The memoirs of the late Sir Peter Lawler, the architect of the Australian Federal Police and a "colossus" of the public service, have been presented to AFP Commissioner Andrew Colvin, revealing much about the man and machinery of government.
Three of his seven children - Geraldine, John and Chris - also spoke lovingly of their father, who died aged 96 in 2017, as they made the presentation of the memoirs, which are intriguingly titled An Unsound Investment.
Chris said his father, born a sickly child with a lifelong lung condition, had been knocked back for teacher's college on medical grounds, the assessor declaring he would be "an unsound investment for the Education Department".
The Education Department's loss was the nation's gain as Sir Peter rose in the ranks of the public service, to serve under 11 prime ministers, from Curtin to Hawke, among his achievements the repeal of the White Australia policy and the creation of the National Library and National Museum.
"He was very nationalistic in his views," Chris Lawler said.
"He just wanted Australia to be a good place for his family, a good place for Australians."
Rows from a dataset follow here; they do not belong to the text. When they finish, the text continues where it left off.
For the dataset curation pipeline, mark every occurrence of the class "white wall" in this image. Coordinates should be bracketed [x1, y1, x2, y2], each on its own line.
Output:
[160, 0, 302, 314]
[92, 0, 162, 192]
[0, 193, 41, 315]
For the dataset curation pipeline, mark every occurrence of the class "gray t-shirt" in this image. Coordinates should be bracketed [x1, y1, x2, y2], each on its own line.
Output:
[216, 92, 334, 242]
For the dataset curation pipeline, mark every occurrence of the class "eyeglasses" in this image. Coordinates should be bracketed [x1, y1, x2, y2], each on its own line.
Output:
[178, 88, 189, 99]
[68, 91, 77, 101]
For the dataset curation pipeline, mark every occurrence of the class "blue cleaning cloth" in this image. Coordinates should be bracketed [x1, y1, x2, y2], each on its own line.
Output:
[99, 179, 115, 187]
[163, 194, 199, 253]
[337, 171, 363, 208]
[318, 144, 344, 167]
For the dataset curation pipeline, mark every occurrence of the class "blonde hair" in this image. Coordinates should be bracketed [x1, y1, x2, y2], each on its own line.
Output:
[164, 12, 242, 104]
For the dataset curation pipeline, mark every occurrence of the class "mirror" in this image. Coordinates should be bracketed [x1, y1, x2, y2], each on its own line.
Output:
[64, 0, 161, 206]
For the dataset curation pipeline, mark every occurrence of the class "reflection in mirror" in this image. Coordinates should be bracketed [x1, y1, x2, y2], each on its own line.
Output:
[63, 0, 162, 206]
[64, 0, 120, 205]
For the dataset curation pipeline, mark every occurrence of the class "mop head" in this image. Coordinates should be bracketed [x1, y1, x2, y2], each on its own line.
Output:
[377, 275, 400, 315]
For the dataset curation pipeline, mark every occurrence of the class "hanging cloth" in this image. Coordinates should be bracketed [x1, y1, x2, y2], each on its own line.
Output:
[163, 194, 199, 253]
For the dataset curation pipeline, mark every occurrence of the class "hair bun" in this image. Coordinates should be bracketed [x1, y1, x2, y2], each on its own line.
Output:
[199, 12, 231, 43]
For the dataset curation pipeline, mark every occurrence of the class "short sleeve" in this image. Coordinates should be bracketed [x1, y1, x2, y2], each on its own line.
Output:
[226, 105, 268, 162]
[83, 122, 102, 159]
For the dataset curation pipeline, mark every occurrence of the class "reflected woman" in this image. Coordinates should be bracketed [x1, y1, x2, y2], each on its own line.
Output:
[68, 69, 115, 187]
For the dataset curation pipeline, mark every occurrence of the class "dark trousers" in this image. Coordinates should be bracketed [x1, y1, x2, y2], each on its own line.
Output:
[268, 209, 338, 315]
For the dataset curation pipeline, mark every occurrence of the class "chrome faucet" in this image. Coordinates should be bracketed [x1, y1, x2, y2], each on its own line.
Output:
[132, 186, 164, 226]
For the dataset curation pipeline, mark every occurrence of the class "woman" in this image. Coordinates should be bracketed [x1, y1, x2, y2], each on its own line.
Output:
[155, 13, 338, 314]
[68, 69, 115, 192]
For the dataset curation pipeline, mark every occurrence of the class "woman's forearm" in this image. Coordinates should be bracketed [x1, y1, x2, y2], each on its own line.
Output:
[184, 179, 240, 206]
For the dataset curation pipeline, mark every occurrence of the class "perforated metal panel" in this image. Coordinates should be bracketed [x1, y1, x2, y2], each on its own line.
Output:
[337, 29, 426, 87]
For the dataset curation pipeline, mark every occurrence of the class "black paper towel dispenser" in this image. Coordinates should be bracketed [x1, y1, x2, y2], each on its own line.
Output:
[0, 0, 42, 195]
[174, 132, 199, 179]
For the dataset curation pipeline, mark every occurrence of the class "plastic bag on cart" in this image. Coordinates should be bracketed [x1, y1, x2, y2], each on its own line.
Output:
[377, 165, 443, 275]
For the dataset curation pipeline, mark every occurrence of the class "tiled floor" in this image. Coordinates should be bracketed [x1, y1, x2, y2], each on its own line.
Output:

John Lawler said one of his father's most important contributions was the creation of a national police force, the Australian Federal Police, which is this year celebrating its 40th anniversary. The AFP formed in 1979, its creation spurred by the 1978 Hilton hotel bombing during the Commonwealth Heads of Government regional meeting.
John Lawler said his father summed up the creation of the AFP with some poetic words: "We had bent the twig and as the saying goes, 'As the twig is bent, so grows the bough'. The rest is history for others".
AFP Commissioner Colivin said it was an honour to receive the three volumes of Sir Peter's memoirs.
"Sir Peter was a remarkable man," Commissioner Colvin said. "He is variously described as one of the most influential and effective public servants in a golden time for the public service in Australia."
John Colvin said his father would have been "absolutely chuffed" to see the ceremony at the AFP headquarters in Barton on Friday.
He said the memoirs of 1036 pages took his father more than 20 years to complete, even overcoming the loss of the first draft when Sir Peter's home in Duffy was destroyed in the 2003 bushfires. His daughter Geraldine collated and edited her father's more than 500,000 words.
John Lawler said Sir Peter had led a "wonderfully full life"" marked by so many achievements but also "incredible ironies and deep sadness" including the death of his father when Peter was seven and the death of Peter's first wife in childbirth. John suggested his father's memoirs were a handbook to a good life.
"There is a lesson or a story in the memoirs that's relevant to every woman and man in the Australian Federal Police. It's a masterclass study of resilience and strategic thinking," he said.
Sir Peter ultimately earned an economics degree from the University of Sydney which led to him accept a position with the newly-created Department of Post-War Reconstruction in Canberra in 1944, the start of a stellar career in the public service which took him all the way to the position of secretary of the Department of Administrative Services before his retirement in 1987. He was also, during that time, an ambassador to Ireland and the Holy See.
Chris Lawler said his father was "a man of very strong moral values and Christian beliefs", dedicated to his Catholic faith.
"I was proud to call him 'Dad'," he said.